SILLA, Inc., is a producer and supplier of natural gas and petroleum based products.

Its condensed statements of operations for the first quarters of 1998 and 1999 are shown below (dollars in thousands):

1999

1998

Revenues:

$63,405

$59,088

Natural gas, oil, and other liquids

1,065

176

Other

64,470

59,264

Costs and expenses:

Operating, exploration, and taxes

19,099

18,844

General and administrative

5,780

5,819

Depreciation, etc.

29,450

25,650

54,329

50,313

Operating income

$10,141

$ 8,951

Required

a. Based on this (partial) income statement, evaluate SILLA’s first quarter performance for 1999. To accomplish this objective, conduct horizontal and vertical analyses.

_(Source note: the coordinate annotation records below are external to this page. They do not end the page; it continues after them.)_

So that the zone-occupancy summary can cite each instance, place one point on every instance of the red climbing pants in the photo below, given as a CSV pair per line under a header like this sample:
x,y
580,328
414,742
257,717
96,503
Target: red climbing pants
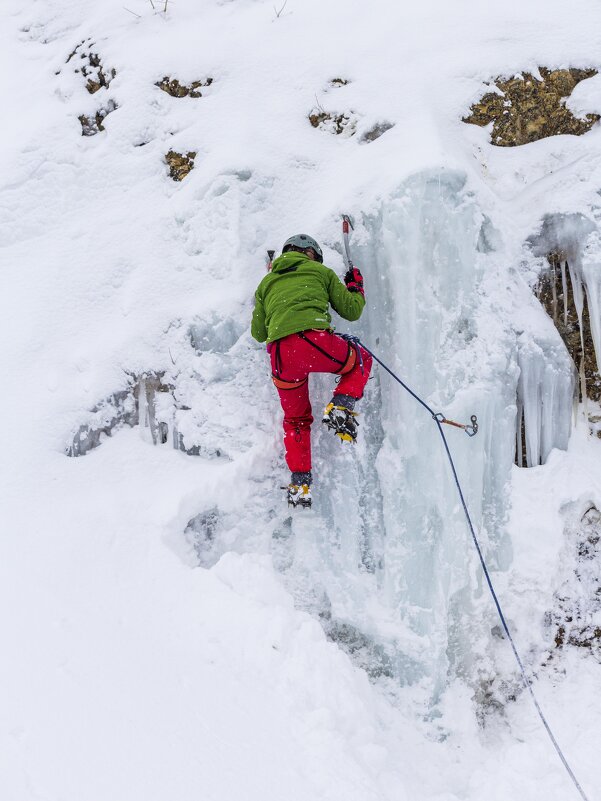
x,y
292,359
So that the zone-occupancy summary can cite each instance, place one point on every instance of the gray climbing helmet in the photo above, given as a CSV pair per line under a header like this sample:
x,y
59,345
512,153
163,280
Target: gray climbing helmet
x,y
303,241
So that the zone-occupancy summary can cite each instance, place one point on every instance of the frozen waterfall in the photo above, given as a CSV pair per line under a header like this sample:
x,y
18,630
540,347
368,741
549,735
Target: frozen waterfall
x,y
397,562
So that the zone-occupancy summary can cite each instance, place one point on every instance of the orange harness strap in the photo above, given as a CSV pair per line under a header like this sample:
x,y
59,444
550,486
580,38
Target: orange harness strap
x,y
280,384
350,362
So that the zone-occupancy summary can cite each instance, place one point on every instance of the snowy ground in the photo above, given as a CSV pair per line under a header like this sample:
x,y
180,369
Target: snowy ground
x,y
138,662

b. What other information would help you evaluate SILLA’s profitability?

c. Now consider the remainder of SILLA’s income statement as follows:

1999

1998

Operating income

$ 10,141

$ 8,951

Interest expense, net of interest income

(32,259)

(32,575)

Securities gains

5,509

3,280

Other

(370)

(1,851)

Net loss

$ (16,979)

$ (22,195)

Average total assets

$542,500

$553,000

Average total stockholders’ equity

105,345

106,950

Interest expense, net of tax

42,400

43,200

Complete Silla’s income statement (see part a) and evaluate SILLA’s first quarter performance for 1999.

d. To better understand Silla’s performance, calculate the return on assets and return on equity for both periods.

e. How has this new information changed the evaluation of SILLA’s performance? What issues will most concern SILLA’s board of directors? Why? What suggestions could be made to SILLA’s Board?